Data integration with phenotypes such as gene expression, pathways or function, and protein-protein interactions data has proven to be a highly promising technique for improving human complex diseases, particularly cancer patient outcome prediction. Hepatocellular carcinoma is one of the most prevalent cancers, and the most common cause is chronic HBV and HCV infection, which is linked to the majority of cases, and HBV and HCV play a role in multistep carcinogenesis progression. We examined the list of known hepatocellular carcinoma biomarkers with the publicly available expression profile dataset of hepatocellular carcinoma infected with HCV from day 1 to day 10 in this study. The study covers an overexpression pattern for the selected biomarkers in clinical hepatocellular carcinoma patients, a combined investigation of these biomarkers with the gathered temporal dataset, temporal expression profiling changes, and temporal pathway enrichment following HCV infection. Following a temporal analysis, it was discovered that the early stages of HCV infection tend to be more harmful in terms of expression shifting patterns, and that there is no significant change after that, followed by a set of genes that are consistently altered. PI3K, cAMP, TGF, TNF, Rap1, NF-kB, Apoptosis, Longevity regulating pathway, signaling pathways regulating pluripotency of stem cells, Cytokine-cytokine receptor interaction, p53 signaling, Wnt signaling, Toll-like receptor signaling, and Hippo signaling pathways are just a few of the most commonly enriched pathways. The majority of these pathways are well-known for their roles in the immune system, infection and inflammation, and human illnesses like cancer. We also find that ADCY8, MYC, PTK2, CTNNB1, TP53, RB1, PRKCA, TCF7L2, PAK1, ITPR2, CYP3A4, UGT1A6, GCK, and FGFR2/3 appear to be among the prominent genes based on the networks of genes and pathways based on the copy number alterations, mutations, and structural variants study.

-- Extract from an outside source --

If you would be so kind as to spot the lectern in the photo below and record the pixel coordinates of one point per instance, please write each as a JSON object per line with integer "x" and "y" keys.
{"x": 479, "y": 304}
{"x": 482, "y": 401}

Keywords: HCV and HCC; biomarkers; co-expression; gene expression/mutational profiling; network-level understanding.

FIGURE 1

Differential gene expression profiling and pathway enrichment analysis. (A) Co-occurrence network. (B) Temporal evolution of gene expression aberrations and its functional consequences. (C) Venn diagram to represent the shared and specific genes and pathways which are potentially altered as a result of CRC. (D) Enriched pathways followed by their respective p-values. (E) Temporal gene expression profiling of HCC in result to HCV infection. The number of DEGs from day 1 to day 10 and number of common DEGs in different combinations (such day 1 with day 2, day 2 with day 3, day 3 with day 4, day 4 with day 5, and so on). (F) HCC biomarkers profiling for the temporal dataset.

FIGURE 2

Genomic-level alterations in HCC datasets of TCGA database. (A) Histograms to present the mutation count, fraction genome altered, diagnosis age, and MSI mantis score. (B) Percentage of patients with different types of alterations (CNA, Mutations, and SV) in case of HCC. (C) Venn diagrams to display the shared and specific significant genes and pathways.

FIGURE 3

Network-level understanding top-ranked genes. (A) CNA genes network, (B) Mutated genes, and (C) SV genes network followed by their respective analysis (degree distribution and topological coefficients).

FIGURE 4

Network-level understanding top-ranked genes and the associated pathways. (A) CNA genes network, (B) Mutated genes, (C) SV genes network followed by their respective analysis, and (D) mRNA and protein expression in liver and gallbladder tissues (source protein atlas).